Yeni işletme anlayışında, hükûmetler yerine şirketlerin fark yaratması daha kolay, bugünün dünyasında. Silahlı şiddet, iklim değişikliği, gelir eşitsizliği, mülteci sorunu, ırkçılık gibi konularda şirketler duruşunu seçmeli.

Son olarak anti CEO kitabının temelinde hesap verebilirlik var. Şu andaki kitaba göre CEO’lar yalnızca yönetim kurullarına sorumludur. Benim düşüncem ise CEO’lar tüketicilere karşı sorumlu olmalı. Chobani’nin ilk yıllarında, yoğurt kaplarının üstündeki 800’lü numara benim telefon numaramdı.
(Kahkahalar)
Tüm aramalar doğrudan bana geliyordu. Aramalara ben yanıt veriyordum.  Bazen duyduklarım doğrultusunda değişiklikler yapıyordum çünkü güç tüketicinin elinde. Şirketlerin var olmasının sebebi de bu. Tüketiciler olarak her biriniz bir şeyleri değiştirme gücüne sahipsiniz. Markaları ve şirketleri beğenmiyorsanız, işleyişlerinden hoşnut değilseniz onları cezalandırabilirsiniz. Doğru yaptıklarına inanıyorsanız da onları ödüllendirebilirsiniz. Günün sonunda bu sorumlulukların tümü bize ait.

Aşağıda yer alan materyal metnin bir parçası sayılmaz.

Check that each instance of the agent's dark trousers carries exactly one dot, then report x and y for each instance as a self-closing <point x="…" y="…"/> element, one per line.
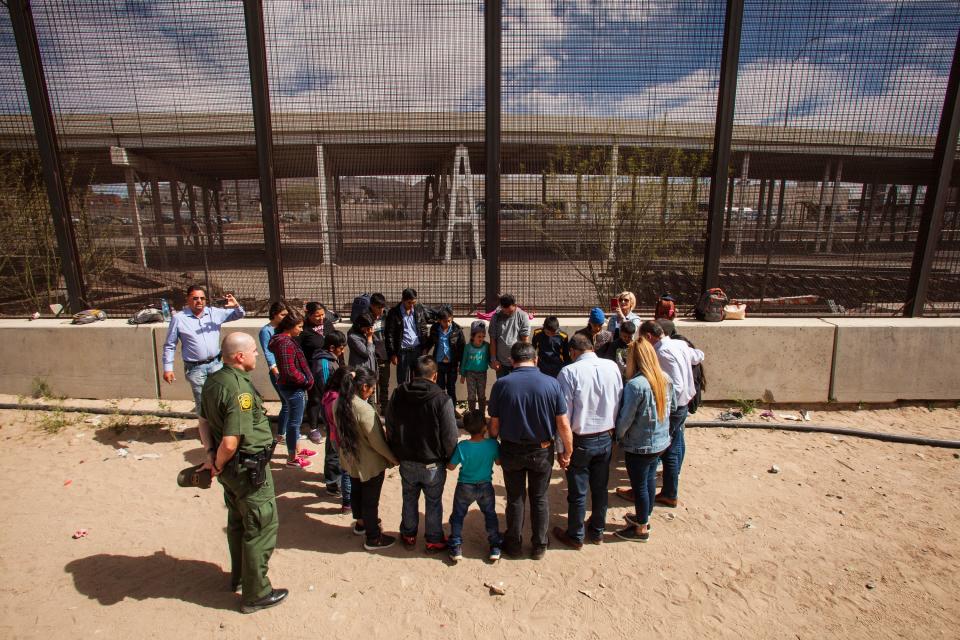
<point x="526" y="470"/>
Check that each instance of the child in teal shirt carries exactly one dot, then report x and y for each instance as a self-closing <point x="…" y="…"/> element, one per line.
<point x="474" y="365"/>
<point x="476" y="458"/>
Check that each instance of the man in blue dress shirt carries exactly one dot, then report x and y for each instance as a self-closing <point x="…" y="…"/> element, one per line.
<point x="197" y="328"/>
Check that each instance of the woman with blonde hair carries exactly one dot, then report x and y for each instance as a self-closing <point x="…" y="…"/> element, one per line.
<point x="623" y="312"/>
<point x="643" y="431"/>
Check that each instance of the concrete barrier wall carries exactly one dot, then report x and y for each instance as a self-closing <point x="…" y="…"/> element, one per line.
<point x="778" y="360"/>
<point x="781" y="360"/>
<point x="108" y="359"/>
<point x="887" y="359"/>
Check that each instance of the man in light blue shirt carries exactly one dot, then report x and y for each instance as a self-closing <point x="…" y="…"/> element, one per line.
<point x="197" y="328"/>
<point x="592" y="388"/>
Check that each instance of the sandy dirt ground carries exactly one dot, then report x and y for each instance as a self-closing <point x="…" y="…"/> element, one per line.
<point x="852" y="539"/>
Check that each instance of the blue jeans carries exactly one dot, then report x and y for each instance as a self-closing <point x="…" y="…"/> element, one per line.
<point x="196" y="375"/>
<point x="447" y="379"/>
<point x="293" y="400"/>
<point x="465" y="495"/>
<point x="642" y="469"/>
<point x="416" y="477"/>
<point x="343" y="479"/>
<point x="589" y="470"/>
<point x="405" y="361"/>
<point x="282" y="416"/>
<point x="672" y="456"/>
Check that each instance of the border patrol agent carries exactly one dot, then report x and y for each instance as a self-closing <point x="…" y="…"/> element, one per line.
<point x="242" y="445"/>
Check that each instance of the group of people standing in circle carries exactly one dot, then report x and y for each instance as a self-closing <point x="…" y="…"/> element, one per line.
<point x="617" y="380"/>
<point x="557" y="399"/>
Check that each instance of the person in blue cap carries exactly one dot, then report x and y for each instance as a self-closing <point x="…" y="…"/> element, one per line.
<point x="595" y="330"/>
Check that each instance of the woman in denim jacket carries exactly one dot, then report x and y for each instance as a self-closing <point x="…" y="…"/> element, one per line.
<point x="643" y="431"/>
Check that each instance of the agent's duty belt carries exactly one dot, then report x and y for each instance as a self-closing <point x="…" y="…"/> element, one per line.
<point x="591" y="436"/>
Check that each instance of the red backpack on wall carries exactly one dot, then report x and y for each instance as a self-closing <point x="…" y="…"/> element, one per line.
<point x="710" y="306"/>
<point x="666" y="308"/>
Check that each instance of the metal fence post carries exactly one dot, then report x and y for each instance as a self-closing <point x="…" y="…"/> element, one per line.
<point x="493" y="41"/>
<point x="721" y="141"/>
<point x="48" y="148"/>
<point x="259" y="86"/>
<point x="935" y="200"/>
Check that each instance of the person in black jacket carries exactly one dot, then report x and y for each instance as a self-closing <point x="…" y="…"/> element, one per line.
<point x="422" y="433"/>
<point x="316" y="327"/>
<point x="446" y="340"/>
<point x="405" y="334"/>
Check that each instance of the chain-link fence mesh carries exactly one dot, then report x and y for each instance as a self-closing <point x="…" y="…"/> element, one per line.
<point x="378" y="132"/>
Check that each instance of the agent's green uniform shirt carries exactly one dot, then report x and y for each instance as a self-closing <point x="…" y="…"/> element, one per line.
<point x="232" y="407"/>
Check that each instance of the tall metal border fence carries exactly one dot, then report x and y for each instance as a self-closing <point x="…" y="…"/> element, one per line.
<point x="799" y="154"/>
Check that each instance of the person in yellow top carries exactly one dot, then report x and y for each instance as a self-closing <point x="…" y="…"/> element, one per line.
<point x="364" y="454"/>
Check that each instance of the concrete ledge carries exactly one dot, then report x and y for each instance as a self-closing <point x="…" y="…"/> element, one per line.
<point x="782" y="360"/>
<point x="889" y="359"/>
<point x="107" y="359"/>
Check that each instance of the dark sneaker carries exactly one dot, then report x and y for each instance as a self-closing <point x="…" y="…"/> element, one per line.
<point x="632" y="534"/>
<point x="632" y="519"/>
<point x="272" y="599"/>
<point x="359" y="529"/>
<point x="560" y="534"/>
<point x="437" y="547"/>
<point x="664" y="501"/>
<point x="383" y="542"/>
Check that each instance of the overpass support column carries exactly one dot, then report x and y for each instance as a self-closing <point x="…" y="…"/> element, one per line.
<point x="613" y="189"/>
<point x="263" y="127"/>
<point x="134" y="209"/>
<point x="158" y="222"/>
<point x="730" y="57"/>
<point x="177" y="220"/>
<point x="935" y="201"/>
<point x="492" y="41"/>
<point x="832" y="211"/>
<point x="48" y="148"/>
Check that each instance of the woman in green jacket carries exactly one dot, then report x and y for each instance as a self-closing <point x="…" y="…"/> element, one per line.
<point x="364" y="454"/>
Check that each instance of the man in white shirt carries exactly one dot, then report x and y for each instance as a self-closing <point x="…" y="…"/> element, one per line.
<point x="676" y="359"/>
<point x="592" y="387"/>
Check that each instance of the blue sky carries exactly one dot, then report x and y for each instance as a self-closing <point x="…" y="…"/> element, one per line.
<point x="877" y="65"/>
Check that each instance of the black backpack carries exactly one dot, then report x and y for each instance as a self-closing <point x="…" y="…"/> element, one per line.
<point x="699" y="379"/>
<point x="710" y="305"/>
<point x="146" y="316"/>
<point x="361" y="304"/>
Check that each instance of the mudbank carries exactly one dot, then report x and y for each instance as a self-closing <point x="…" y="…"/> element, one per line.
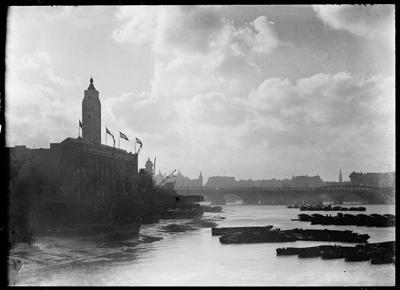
<point x="269" y="235"/>
<point x="377" y="253"/>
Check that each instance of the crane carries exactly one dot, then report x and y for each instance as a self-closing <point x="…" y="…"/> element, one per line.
<point x="166" y="178"/>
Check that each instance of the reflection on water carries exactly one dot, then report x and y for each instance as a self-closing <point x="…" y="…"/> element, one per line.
<point x="196" y="258"/>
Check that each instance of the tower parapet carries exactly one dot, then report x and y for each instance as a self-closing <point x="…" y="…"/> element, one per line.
<point x="91" y="115"/>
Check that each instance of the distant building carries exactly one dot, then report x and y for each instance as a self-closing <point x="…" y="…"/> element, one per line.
<point x="184" y="181"/>
<point x="221" y="181"/>
<point x="377" y="179"/>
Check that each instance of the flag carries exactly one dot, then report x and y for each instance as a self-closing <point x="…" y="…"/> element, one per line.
<point x="123" y="136"/>
<point x="108" y="132"/>
<point x="139" y="142"/>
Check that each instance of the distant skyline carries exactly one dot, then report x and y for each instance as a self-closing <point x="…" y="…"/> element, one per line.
<point x="255" y="92"/>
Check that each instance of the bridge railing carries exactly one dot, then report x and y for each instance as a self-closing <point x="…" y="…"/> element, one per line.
<point x="345" y="187"/>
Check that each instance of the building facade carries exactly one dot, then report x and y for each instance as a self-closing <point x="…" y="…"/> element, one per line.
<point x="80" y="174"/>
<point x="376" y="179"/>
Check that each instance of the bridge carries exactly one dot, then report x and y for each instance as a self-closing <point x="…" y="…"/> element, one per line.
<point x="295" y="195"/>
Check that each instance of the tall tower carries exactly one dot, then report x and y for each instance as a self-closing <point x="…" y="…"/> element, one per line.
<point x="91" y="115"/>
<point x="201" y="179"/>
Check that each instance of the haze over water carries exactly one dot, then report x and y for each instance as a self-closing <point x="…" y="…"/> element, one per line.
<point x="197" y="258"/>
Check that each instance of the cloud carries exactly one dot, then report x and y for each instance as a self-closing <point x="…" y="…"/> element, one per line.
<point x="197" y="49"/>
<point x="362" y="20"/>
<point x="36" y="109"/>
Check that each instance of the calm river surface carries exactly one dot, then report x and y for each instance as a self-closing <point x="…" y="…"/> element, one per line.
<point x="197" y="258"/>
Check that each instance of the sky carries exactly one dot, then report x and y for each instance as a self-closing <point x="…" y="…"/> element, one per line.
<point x="247" y="91"/>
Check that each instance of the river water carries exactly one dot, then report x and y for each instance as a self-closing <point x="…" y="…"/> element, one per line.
<point x="196" y="258"/>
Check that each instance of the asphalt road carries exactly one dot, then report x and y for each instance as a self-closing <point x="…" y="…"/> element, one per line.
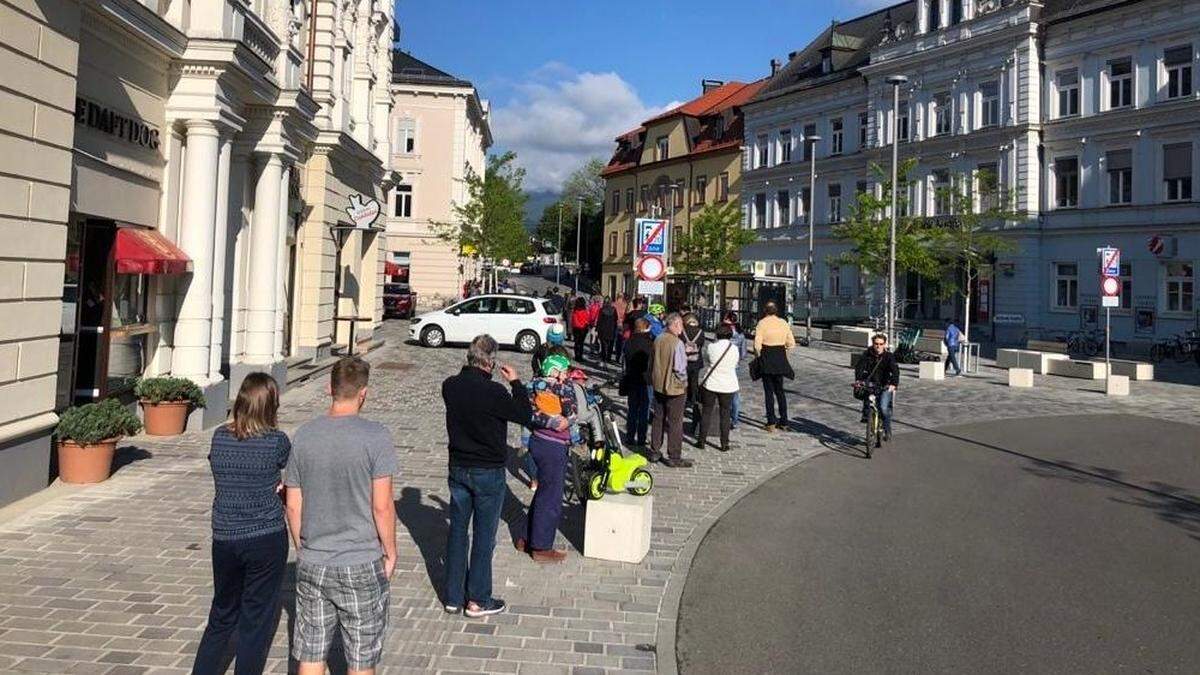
<point x="1029" y="545"/>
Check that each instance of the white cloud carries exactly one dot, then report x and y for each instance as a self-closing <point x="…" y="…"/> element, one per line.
<point x="559" y="118"/>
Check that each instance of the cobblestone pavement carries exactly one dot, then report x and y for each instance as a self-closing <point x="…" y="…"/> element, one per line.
<point x="115" y="578"/>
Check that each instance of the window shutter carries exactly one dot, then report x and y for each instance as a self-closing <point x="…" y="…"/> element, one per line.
<point x="1176" y="161"/>
<point x="1177" y="55"/>
<point x="1120" y="160"/>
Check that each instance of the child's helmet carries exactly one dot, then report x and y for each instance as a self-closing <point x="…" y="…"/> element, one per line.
<point x="555" y="363"/>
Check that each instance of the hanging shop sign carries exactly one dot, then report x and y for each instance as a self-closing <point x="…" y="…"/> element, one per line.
<point x="107" y="120"/>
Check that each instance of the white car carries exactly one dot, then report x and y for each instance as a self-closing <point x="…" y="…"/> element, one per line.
<point x="520" y="321"/>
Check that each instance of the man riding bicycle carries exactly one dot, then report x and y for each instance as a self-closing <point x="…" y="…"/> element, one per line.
<point x="880" y="372"/>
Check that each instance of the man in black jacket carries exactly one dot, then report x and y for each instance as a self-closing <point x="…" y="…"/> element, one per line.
<point x="879" y="369"/>
<point x="478" y="414"/>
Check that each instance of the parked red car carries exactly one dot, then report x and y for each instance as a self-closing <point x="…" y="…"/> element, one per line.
<point x="399" y="300"/>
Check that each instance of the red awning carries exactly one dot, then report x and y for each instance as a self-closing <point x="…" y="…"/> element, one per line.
<point x="145" y="251"/>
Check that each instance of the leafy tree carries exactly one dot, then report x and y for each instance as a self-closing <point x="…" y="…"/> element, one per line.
<point x="490" y="225"/>
<point x="966" y="240"/>
<point x="715" y="242"/>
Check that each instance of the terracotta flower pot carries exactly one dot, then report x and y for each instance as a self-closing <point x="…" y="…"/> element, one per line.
<point x="167" y="418"/>
<point x="85" y="464"/>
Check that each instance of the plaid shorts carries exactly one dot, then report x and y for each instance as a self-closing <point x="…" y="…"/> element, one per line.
<point x="352" y="597"/>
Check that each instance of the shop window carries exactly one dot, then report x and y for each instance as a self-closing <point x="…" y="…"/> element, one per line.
<point x="1066" y="286"/>
<point x="1180" y="287"/>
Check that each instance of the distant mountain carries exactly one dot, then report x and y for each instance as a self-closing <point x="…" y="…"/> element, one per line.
<point x="535" y="204"/>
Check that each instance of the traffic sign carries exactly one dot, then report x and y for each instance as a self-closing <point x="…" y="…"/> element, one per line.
<point x="651" y="268"/>
<point x="652" y="237"/>
<point x="1110" y="262"/>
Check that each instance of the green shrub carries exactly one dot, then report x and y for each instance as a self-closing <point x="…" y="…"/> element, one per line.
<point x="169" y="389"/>
<point x="93" y="423"/>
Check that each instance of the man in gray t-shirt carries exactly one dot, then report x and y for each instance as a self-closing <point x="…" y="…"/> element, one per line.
<point x="343" y="525"/>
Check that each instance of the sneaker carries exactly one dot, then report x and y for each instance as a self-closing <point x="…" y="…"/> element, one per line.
<point x="475" y="610"/>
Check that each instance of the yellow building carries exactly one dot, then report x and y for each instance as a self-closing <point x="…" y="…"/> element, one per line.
<point x="671" y="167"/>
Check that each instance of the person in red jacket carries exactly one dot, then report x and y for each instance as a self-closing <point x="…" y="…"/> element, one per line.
<point x="581" y="320"/>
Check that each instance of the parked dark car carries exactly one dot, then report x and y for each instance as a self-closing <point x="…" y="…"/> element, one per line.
<point x="399" y="300"/>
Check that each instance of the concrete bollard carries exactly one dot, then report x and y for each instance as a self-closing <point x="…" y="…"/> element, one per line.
<point x="1117" y="386"/>
<point x="931" y="370"/>
<point x="618" y="527"/>
<point x="1020" y="377"/>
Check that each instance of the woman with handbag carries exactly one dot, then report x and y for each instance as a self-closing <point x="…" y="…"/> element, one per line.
<point x="719" y="386"/>
<point x="772" y="340"/>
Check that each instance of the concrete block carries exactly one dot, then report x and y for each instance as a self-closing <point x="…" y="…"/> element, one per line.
<point x="1020" y="377"/>
<point x="1134" y="370"/>
<point x="931" y="370"/>
<point x="1069" y="368"/>
<point x="1117" y="386"/>
<point x="618" y="527"/>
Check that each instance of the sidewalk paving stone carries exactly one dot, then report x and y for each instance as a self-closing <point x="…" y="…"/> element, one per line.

Kardeşlerim, Dünyadaki tüm topluluklarda,  dışarıda bırakılan ve geride kalan kişiler ve yerler var. Ancak ruhları hâlâ güçlü. Tek istedikleri bir şans daha, onlara bir şans daha verecek kişileri bekliyorlar, aynı şeyleri tekrar inşa etmek yerine daha iyisini yapacak kişileri bekliyorlar. Yatırımın getirisi ile  iyilikseverliğin getirisi arasındaki fark bu. Azami kâr ile gerçek zenginlik arasındaki fark bu. New York’un kuzeyindeki küçük bir kasaba veya Idaho’da bunlar yapılabiliyorsa dünyadaki her şehirde, kasabada, köyde de yapılabilir.
Zaman duvar inşa etme zamanı değil, zaman duvarları boyama zamanı. Renk seçimini size bırakıyorum.